Movement 6: The Bouree from Cello Suite #3 in C Major is a solo male dance of improvisation. Fully schooled in the dance theory and practice of the 18th century, the dancer allows the music to move through his body as he spontaneously releases the music into movement. Drawing from both the comic and serious styles, the dance is always a delight! The dancer is in modern dress, allowing the audience to see the shaping of the body more clearly and demonstrating how the Baroque dance style can feel contemporary when seen in today’s fashion.
Movement 7: This last movement is not to music from Bach and is played on the modern piano. Composed by Scott Joiner, the composition is beautifully inspired by Bach and is titled, “Prelude.” Returning to the stage in modern dress, the Allemande couple repeats the Allemande, but it takes on a more modern meaning in a contemporary context. The contemporary music under the Baroque dance emphasizes different parts of the period movement and allows the audience to relate to the dance in their own way. The past is always present whether we can identify it or not. Aesthetic theory from Bach’s time can still move audiences today.

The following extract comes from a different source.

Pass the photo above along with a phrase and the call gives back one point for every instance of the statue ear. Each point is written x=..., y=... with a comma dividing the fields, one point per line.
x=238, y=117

Bach Figures is designed by the choreographer to play with a time cycle, beginning in the present, delving into the fundamental Baroque and returning to the present. Today’s audience relishes the journey and gains a deeper understanding of Bach’s music.
Bach’s French Suite #5 for Harpsichord in G Major
Storyline: Two couples meet for a fun evening of dance. The sophisticated evening eventually bends toward a tipsy loure and leads to a gigue for all 4 dancers which culminates in a game of musical chairs and much laughter.
The opening Allemande is beautifully played by James Richman. The following Courante sets the stage with the arrival of the two couples in full Baroque costume. The Sarabande is a dance for a solo woman in the majestic style followed by the Gavotte, a solo for a man in a joyous but elegant court style. Next comes the Bourrée, a duet for a couple, happy and witty. The Loure is a solo for a man which involves a drinking challenge and is very virtuosic. The final dance is a rollicking Gigue, danced by all as a game of musical chairs.